La capacidad que tiene un banco de aceptar riesgo de crédito ésta dado por la tolerancia al riesgo que posee el banco. Este elemento es subjetivo y viene dado en función del propio banco. El banco puede tolerar diferentes niveles de riesgo según su política de crédito y su administración del riesgo. La tendencia del banco frente al riesgo de crédito está inmersa en la cultura de la organización; y ésta se relaciona directamente con los principales ejecutivos del banco. Este parámetro se puede conocer con la historia del banco, con la capacidad de reacción del banco ante el riesgo, la experiencia que tenga la junta directiva. La definición de un banco como liberal o conservador plantea varias distinciones en su accionar frente al riesgo de crédito. Por un lado, los bancos llamados conservadores se dedican a dar créditos para proyectos muy seguros; por el otro lado, los créditos son otorgados a proyectos con menos seguridades, pero que no dejan de ser rentables. El uno le apuesta a la solvencia y a la liquidez; el otro, a la utilidad y a la ganancia.

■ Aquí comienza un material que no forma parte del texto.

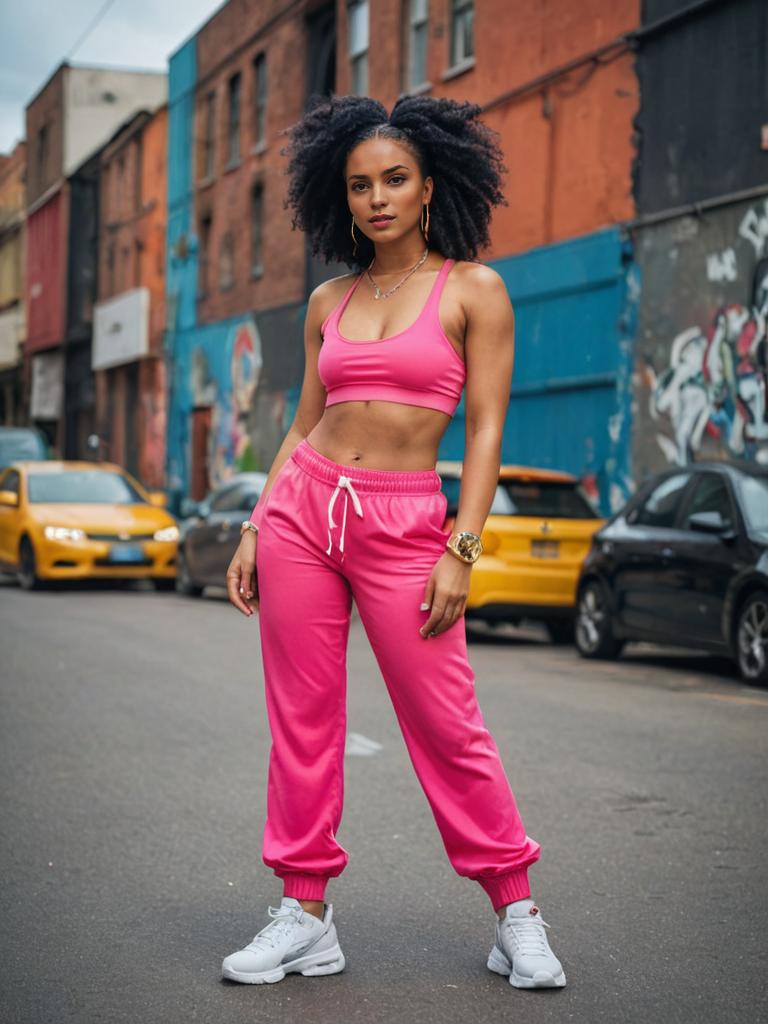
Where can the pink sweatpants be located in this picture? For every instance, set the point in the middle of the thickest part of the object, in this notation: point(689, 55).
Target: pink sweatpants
point(330, 532)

Las políticas crediticias de un banco pueden ser catalogadas como conservadoras, muy conservadoras, exageradamente conservadoras; liberales, muy liberales, exageradamente liberales. Son fijadas en función de los elementos internos y externos del banco.

Las decisiones sobre otorgar o no un crédito, cuando este es un crédito personal, se toman en función de modelos de medición de riesgo denominadas scoring crediticios. Antes este proceso de análisis de la capacidad crediticia lo realizaba un analista de crédito; pero en la actualidad se encuentra estandarizado en un sistema informático. El scoring es una metodología estadística capaz de determinar la probabilidad futura de ocurrencia de un evento dado como el pago, desempeño, uso o deserción de clientes en el futuro. El objetivo de esta herramienta es determinar el universo de mejores clientes para la institución, en función de su capacidad de recibir un crédito y poder cancelarlo según ciertas cláusulas. Puede calificar tanto a personas como a empresas. La banca utiliza esta herramienta ya que siempre plantea distintos escenarios de riesgo e identifica al sujeto con mayor cantidad de beneficios. El scoring crediticio indica una calificación puntuada por cliente teniendo en cuenta las distintas variables económicas del sujeto. Por ejemplo: se puede tener un score calificando la edad, el sexo, el tipo de vivienda, el nivel salarial, la cantidad de años trabajando. Según estas variables se da un puntaje y se determina el cupo máximo de crédito para el sujeto en cuestión. El scoring pronostica el riesgo de los préstamos vigentes en la actualidad usando variables conocidas al momento del desembolso.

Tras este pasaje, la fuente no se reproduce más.